鶏を割くに牛刀を用いん
                                                              平成29年2月25日

 論語は、今から約2500年前に孔子とその弟子達の間で起きた出来事が書かれた書物です。2500年前と言いますと、日本は縄文時代の頃の書物となります。
 孔子の教えは、日本にも大きく影響を与えた訳ですが、そんな教えが今でもことわざとして身近に感じられる物も多く有るのではないでしょうか。
 しかし、ことわざも長い年月の間に、いつの間にか意味が変わって伝わってしまっているものもあるようです。
 孔子の弟子に子游と言う方がいました。子游(しゆう)は大変優秀な方で、弟子の中でも最も優れた十人である孔門十哲のひとりだそうです。そんな子游が武城(ぶじょう)という小さな村の代官となって、その村を統治するときのお話です。
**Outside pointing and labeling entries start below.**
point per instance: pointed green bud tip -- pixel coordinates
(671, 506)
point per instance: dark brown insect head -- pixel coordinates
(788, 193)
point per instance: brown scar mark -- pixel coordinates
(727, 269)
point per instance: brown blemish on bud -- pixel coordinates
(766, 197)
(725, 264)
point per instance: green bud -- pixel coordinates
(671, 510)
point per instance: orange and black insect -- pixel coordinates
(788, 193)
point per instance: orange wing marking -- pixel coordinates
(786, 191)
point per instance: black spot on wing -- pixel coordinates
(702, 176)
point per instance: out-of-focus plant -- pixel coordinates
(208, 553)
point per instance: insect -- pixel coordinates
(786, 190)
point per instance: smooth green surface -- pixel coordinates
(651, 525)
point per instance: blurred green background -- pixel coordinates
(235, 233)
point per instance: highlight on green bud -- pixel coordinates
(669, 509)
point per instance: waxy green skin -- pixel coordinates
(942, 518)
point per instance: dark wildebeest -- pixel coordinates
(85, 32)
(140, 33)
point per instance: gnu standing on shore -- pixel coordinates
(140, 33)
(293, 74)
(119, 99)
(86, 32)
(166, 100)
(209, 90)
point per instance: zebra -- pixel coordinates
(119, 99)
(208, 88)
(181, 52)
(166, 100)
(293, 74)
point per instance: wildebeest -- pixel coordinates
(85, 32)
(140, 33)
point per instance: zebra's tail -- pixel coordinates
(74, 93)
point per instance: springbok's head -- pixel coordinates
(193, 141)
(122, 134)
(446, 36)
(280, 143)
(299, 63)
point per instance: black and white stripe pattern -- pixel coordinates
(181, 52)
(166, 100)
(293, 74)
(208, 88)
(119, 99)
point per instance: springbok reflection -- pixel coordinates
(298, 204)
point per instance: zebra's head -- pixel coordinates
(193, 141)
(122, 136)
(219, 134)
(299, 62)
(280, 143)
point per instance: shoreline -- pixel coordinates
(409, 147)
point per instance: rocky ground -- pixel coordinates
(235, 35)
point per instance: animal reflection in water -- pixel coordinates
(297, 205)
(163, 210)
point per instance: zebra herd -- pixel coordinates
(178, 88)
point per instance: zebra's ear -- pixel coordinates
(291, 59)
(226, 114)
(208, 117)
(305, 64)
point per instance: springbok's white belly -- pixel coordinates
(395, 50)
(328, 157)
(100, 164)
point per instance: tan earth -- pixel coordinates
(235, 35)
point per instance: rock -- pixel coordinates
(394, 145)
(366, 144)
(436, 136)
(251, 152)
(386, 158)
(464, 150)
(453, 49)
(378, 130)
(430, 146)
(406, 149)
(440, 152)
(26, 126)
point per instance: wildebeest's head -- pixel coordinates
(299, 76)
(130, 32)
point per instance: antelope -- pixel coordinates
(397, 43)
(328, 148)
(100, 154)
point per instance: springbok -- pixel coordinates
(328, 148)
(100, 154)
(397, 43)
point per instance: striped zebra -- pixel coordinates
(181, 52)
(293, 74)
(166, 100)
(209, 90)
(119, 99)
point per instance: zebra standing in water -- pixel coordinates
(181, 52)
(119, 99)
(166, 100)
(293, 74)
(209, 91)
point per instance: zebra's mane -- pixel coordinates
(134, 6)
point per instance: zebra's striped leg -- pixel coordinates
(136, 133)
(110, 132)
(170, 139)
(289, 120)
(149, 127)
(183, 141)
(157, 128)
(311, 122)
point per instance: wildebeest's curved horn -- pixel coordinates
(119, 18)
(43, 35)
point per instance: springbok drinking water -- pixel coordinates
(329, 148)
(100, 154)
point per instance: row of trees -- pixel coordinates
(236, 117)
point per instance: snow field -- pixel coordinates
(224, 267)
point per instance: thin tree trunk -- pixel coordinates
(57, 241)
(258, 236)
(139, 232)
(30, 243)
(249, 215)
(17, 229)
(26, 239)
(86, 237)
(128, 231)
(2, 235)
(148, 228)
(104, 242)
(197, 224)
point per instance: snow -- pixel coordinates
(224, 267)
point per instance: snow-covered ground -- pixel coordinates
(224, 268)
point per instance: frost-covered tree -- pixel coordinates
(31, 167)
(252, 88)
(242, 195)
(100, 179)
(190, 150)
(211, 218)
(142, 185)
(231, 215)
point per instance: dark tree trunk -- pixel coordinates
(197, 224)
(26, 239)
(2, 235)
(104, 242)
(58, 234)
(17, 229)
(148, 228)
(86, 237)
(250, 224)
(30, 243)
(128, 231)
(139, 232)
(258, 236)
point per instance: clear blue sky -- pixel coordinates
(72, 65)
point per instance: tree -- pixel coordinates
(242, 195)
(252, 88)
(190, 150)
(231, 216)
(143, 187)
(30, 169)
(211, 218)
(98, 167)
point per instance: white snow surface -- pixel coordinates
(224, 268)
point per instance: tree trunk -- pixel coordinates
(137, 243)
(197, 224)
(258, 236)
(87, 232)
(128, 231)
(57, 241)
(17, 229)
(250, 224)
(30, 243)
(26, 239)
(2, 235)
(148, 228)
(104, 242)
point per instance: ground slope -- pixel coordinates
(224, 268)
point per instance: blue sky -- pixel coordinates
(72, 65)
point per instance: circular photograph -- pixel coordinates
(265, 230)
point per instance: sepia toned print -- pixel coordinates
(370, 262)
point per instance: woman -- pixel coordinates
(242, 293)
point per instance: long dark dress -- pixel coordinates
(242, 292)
 孔子が代官として勤めている子游に会いに、武城へ行きますと、美しい音楽と歌声が聞こえてきました。孔子は弟子達に、人にものを教えるときには、礼儀と音楽を重んじることが大切だと常日頃話してましたから、当然子游もこの教えを守っていました。その音楽と歌声を聞いた孔子は、にっこりと笑って言いました。「鶏をさばくのに、どうして牛をさばく大きな包丁をつかうのか」と。鶏を料理に使うのに、わざわざ牛のような大きな動物をさばくのに使う刀を持ち出すように、小さなことを処理するために、大人物を用いたり大げさな手段を取る必要はないと言ったのです。
 これを鶏を割くに焉んぞ牛刀を用いん(にわとりをさくに いずくんぞ ぎゅうとうをもちいん)と言います。現代のことわざとして、「なんでもかんでも大げさにする必要はない」場合の例えとしてこのことわざが残っています。

 しかし、このことわざには続きのお話がありました。
 孔子が子游に対して「鶏をさばくのに、どうして牛をさばく大きな包丁をつかうのか」と問いかけると、子游は答えてこう申し上げた。「昔、先生からこのような話をお聞きしました。『上に立つ者が道を学ぶとよく人を愛し、民衆が道を学ぶとよく治まる、とうけたまわりましたが……。』」先生の教えの通り、「全力で人を育てる事が大切だと受け止めていました。」と反論したのです。これを聞いた孔子は「諸君、子游の言う通りだ。さっきの言葉はただの戯れだ」と子游に謝ったお話なのです
 大袈裟にする必要は無いよと言っていたはずが、それは冗談で全力で行うことが大切だと言っているのですから、大変面白いですね。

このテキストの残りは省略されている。